P Bet: 80% chance of winning $20.50,

$ Bet: 20% chance of winning $82.00.

When asked to choose between the two gambles most people prefer the P Bet. However, when asked to state the lowest amount of money they would sell the gambles for, or how much the gambles are worth to them, people tend to assign the $ Bet a higher monetary value. Thus, preferences elicited as a choice are reversed when those preferences are elicited in another form and violate expected utility theory's axiom of invariance.

Examples

The effect is not restricted to monetary decisions and occurs when the same individuals make the same choice twice and when the choices made by different individuals are elicited in different ways. For example, in a study of personnel selection, participants were asked to imagine that they were company executives choosing between two candidates, who had been scored by a selection committee along two dimensions (technical knowledge and human relations), for a position as a production engineer. One group of participants made their choices by choosing directly between the two candidates or by a matching technique. A second group received the same information, except that one of the four personnel scores was missing and had to be filled in to make the two candidates equivalent. The choices made directly tended to be reversed in the group whose choices were inferred by their evaluation of the missing attribute.

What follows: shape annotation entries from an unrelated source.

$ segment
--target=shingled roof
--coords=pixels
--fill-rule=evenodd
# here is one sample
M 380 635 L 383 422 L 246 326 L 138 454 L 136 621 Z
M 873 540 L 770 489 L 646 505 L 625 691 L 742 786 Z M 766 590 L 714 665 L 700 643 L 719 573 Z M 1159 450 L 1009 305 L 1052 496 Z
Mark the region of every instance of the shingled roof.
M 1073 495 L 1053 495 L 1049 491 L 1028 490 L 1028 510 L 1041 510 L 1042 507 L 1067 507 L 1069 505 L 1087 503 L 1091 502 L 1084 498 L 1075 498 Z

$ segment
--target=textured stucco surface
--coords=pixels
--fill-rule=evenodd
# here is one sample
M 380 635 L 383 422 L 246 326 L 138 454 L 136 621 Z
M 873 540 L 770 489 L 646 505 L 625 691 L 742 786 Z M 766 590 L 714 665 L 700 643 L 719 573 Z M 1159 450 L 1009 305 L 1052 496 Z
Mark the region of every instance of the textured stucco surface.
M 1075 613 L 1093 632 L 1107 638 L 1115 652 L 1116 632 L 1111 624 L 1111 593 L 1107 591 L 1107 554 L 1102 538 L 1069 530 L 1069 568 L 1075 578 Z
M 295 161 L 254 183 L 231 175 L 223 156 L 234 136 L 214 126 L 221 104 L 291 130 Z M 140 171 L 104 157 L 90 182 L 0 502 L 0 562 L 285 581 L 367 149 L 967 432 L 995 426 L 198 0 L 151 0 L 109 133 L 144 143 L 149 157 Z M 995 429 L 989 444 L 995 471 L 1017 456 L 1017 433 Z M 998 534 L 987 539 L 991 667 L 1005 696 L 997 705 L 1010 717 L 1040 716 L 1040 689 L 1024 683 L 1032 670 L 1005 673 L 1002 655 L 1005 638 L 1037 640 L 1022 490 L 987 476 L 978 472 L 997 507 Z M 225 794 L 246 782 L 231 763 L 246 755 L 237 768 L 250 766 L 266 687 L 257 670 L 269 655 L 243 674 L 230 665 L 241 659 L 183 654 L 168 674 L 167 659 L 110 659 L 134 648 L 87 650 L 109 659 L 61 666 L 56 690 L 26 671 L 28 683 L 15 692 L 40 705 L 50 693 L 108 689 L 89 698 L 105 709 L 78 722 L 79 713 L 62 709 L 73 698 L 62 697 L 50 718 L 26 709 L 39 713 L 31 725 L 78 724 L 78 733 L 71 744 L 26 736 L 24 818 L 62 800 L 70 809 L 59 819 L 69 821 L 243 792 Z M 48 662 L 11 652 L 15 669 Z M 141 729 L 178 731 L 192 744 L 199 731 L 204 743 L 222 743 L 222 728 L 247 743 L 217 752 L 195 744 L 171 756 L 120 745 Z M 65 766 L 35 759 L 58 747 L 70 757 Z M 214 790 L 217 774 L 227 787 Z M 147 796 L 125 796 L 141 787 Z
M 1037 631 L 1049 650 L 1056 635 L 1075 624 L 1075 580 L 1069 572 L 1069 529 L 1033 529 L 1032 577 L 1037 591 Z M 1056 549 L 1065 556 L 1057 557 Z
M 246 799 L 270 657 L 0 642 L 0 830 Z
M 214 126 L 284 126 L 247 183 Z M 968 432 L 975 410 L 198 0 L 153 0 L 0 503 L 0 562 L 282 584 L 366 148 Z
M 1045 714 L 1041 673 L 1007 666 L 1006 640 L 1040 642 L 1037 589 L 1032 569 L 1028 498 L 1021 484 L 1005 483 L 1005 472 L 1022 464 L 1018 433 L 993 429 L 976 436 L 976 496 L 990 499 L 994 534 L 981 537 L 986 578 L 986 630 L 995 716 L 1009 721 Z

Preference reversals are not limited to situations in which preferences are elicited using direct choices and evaluations. They occur also when evaluations are made along different dimensions. For example, college students were asked to evaluate various hypothetical consumer- and health-related scenarios in terms of monetary value and life expectancy. The participants were asked to state how much they would be willing to sacrifice financially and in terms of life expectancy in order to gain an AIDS vaccine, immunity to tooth decay, a treatment that gives 20/20 vision, and one that provides immunity to cancer. Consumer items included airline tickets, theater tickets, vacations, and a date with a favorite celebrity. Although it might seem odd to compare different kinds of decisions along these two dimensions, the preferences elicited by them should be rank ordered in the same way on both scales, since any valuation scale reflects subjective utility. That is, the rank order of preferences on the monetary scale should be the same as the rank order of items along the life expectancy scale. The results, however, showed that health items were ranked higher than consumer items in terms of life expectancy value but the consumer items were ranked higher on the monetary scale than the health items. This result indicates that the features of a decision (e.g., health benefits) are given more weight when they are meaningfully related to the scale on which they are evaluated (e.g., life expectancy).